Background Type 1 diabetes mellitus (T1DM) is a rare but serious immune-related adverse event (irAE) of immune checkpoint inhibitors (ICIs).1 Our goal was to characterize treatment outcomes with ICI-induced T1DM through analysis of clinical and immunological data.
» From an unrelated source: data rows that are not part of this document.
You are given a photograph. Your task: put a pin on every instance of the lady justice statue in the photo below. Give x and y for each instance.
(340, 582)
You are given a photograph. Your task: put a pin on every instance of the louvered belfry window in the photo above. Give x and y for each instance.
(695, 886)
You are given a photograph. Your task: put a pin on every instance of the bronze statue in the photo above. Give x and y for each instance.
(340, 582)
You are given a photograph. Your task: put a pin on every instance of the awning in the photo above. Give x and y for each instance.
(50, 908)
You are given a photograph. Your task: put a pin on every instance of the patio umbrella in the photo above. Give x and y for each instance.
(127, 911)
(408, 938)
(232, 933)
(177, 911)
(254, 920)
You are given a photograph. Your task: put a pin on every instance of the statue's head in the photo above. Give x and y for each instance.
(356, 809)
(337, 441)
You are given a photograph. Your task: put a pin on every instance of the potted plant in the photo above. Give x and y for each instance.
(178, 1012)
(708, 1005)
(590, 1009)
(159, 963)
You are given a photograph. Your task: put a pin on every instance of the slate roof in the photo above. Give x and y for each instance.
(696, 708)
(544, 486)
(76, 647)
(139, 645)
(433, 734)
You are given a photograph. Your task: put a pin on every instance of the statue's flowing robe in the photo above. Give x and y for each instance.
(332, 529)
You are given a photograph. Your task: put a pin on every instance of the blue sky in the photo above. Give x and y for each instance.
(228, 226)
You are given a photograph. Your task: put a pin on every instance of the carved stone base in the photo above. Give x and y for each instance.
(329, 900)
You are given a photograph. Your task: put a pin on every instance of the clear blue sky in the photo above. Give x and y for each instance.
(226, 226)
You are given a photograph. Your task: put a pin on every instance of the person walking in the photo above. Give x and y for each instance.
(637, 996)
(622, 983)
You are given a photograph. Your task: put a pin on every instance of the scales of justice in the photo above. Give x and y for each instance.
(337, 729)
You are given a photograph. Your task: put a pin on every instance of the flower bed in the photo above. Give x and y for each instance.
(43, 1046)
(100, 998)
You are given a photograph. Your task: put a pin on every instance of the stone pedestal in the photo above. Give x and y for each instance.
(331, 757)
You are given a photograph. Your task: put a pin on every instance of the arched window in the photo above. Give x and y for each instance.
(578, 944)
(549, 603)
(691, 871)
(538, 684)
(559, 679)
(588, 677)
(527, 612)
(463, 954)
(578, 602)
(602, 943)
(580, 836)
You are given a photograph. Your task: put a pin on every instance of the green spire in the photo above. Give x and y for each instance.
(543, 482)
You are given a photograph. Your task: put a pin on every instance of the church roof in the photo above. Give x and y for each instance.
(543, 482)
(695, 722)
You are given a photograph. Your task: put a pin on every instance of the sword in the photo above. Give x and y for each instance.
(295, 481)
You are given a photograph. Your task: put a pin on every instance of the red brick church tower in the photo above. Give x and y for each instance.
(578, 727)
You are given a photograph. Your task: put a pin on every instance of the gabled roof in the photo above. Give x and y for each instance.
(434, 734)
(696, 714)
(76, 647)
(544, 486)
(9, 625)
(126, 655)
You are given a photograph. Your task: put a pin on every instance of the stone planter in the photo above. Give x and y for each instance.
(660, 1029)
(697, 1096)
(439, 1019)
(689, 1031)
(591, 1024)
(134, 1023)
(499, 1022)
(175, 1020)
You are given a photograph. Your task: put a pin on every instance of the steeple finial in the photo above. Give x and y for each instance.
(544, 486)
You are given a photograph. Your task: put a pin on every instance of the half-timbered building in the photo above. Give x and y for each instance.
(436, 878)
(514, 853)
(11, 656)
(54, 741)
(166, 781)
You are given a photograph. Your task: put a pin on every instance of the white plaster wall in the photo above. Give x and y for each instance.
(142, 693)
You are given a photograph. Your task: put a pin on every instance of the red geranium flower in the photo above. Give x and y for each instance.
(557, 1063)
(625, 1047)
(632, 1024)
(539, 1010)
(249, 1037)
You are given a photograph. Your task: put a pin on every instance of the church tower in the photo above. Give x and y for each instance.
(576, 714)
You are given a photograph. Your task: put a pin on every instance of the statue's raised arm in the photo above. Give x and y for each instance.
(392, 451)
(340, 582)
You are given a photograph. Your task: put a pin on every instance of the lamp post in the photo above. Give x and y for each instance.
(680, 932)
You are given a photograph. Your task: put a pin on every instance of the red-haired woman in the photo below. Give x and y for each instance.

Methods This was a single-center case series of patients with solid tumors at Huntsman Cancer Institute (HCI) who received ICIs and subsequently had a new diagnosis of T1DM. The enterprise data warehouse at the University of Utah used ICD codes (ICD-10-CM E10 and ICD9CM 250.01) to identify patients for chart review to confirm ICI-induced T1DM. Serial blood specimens were studied for proteomic and immunophenotypic changes.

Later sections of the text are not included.